The old way of mentoring is gone. A few one-on-one meetings and a couple of coffee dates are no longer the mentoring norm. Nowadays, mentoring is so much more personal because the competition in almost every industry is fierce and the younger generation wants more guidance than ever when navigating through the perils of the workforce. Let’s take a look at a few ways this younger generation needs to be mentored.
Get the Big Dogs Involved
I’m talking the C-suite, senior level and business leaders. Younger workers have big goals and aspirations and want to contribute and understand the big picture more quickly than older generations, which means they really want input and mentorship from those who are in the positions they are looking to be in one day.
Sometimes managers and executives can’t dedicate a lot of time to mentoring, but not all of the younger workers are seeking regular meetings. Utilize technology such as videos and podcasts to give advice and mentoring tips that can be hosted on your company’s intranet or distributed via email campaigns. This way, these workers can learn on their own time.
A lot of the younger generation like to network outside of their companies, meaning you should provide and help facilitate these mentoring opportunities so that these workers can form mentorship groups outside of the office walls.

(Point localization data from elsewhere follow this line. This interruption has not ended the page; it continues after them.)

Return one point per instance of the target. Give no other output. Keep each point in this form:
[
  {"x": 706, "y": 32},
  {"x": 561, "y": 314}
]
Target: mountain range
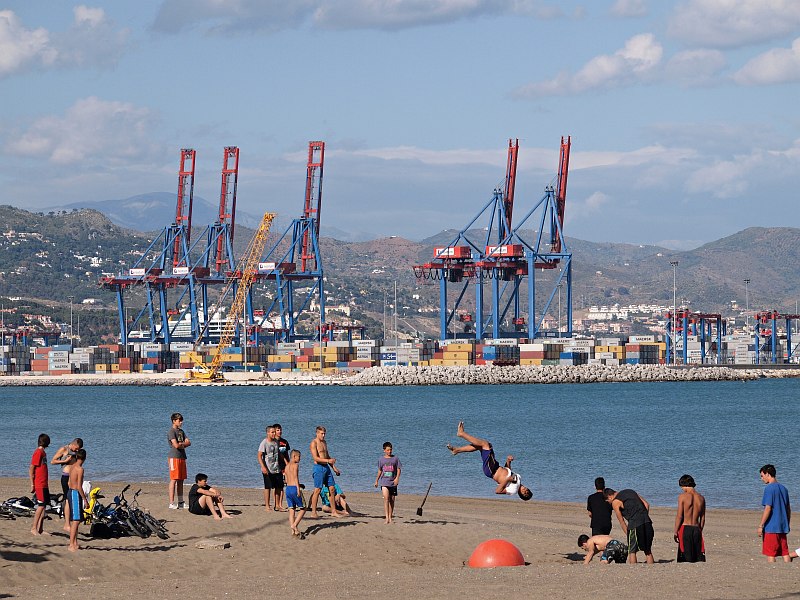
[{"x": 48, "y": 257}]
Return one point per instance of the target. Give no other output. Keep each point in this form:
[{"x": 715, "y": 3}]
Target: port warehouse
[{"x": 356, "y": 355}]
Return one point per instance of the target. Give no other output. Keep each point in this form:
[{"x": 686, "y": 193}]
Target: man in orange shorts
[{"x": 178, "y": 442}]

Whether it be a fun happy hour, external program or anything of the sorts, this can provide career guidance and future job opportunities for the younger workforce.
Take it Step by Step
If you are new to mentoring, you may want to try to give the mentee all of the information possible to help them, but break out these lessons into different categories so that the info can be absorbed easily. The more information you overload them with, the harder it will be for them to process the material. Use a step-by-step process to make sure that you are helping your mentee in the best way possible to help them advance their career.
Accept Challenges to Your Ideas
The younger generation wants to learn, but they also want to be heard. Don’t be afraid to accept when they challenge your ideas and thoughts. The mentee should not feel pressured to take your word as the end all be all. When a mentee analyzes and challenges what you are saying, you may end up learning a few things yourself.
As a younger generation enters the workforce, it is important that as an established mentor, you are providing them with the guidance and information they need to one day be as successful as you are. But remember, that things are not like they used to be – today’s workforce is full of people willing to challenge the old ways and who are looking to grow and learn quickly and efficiently. These tips will help you mentor this generation in a way that fits their wants and needs and will also help you learn along the way.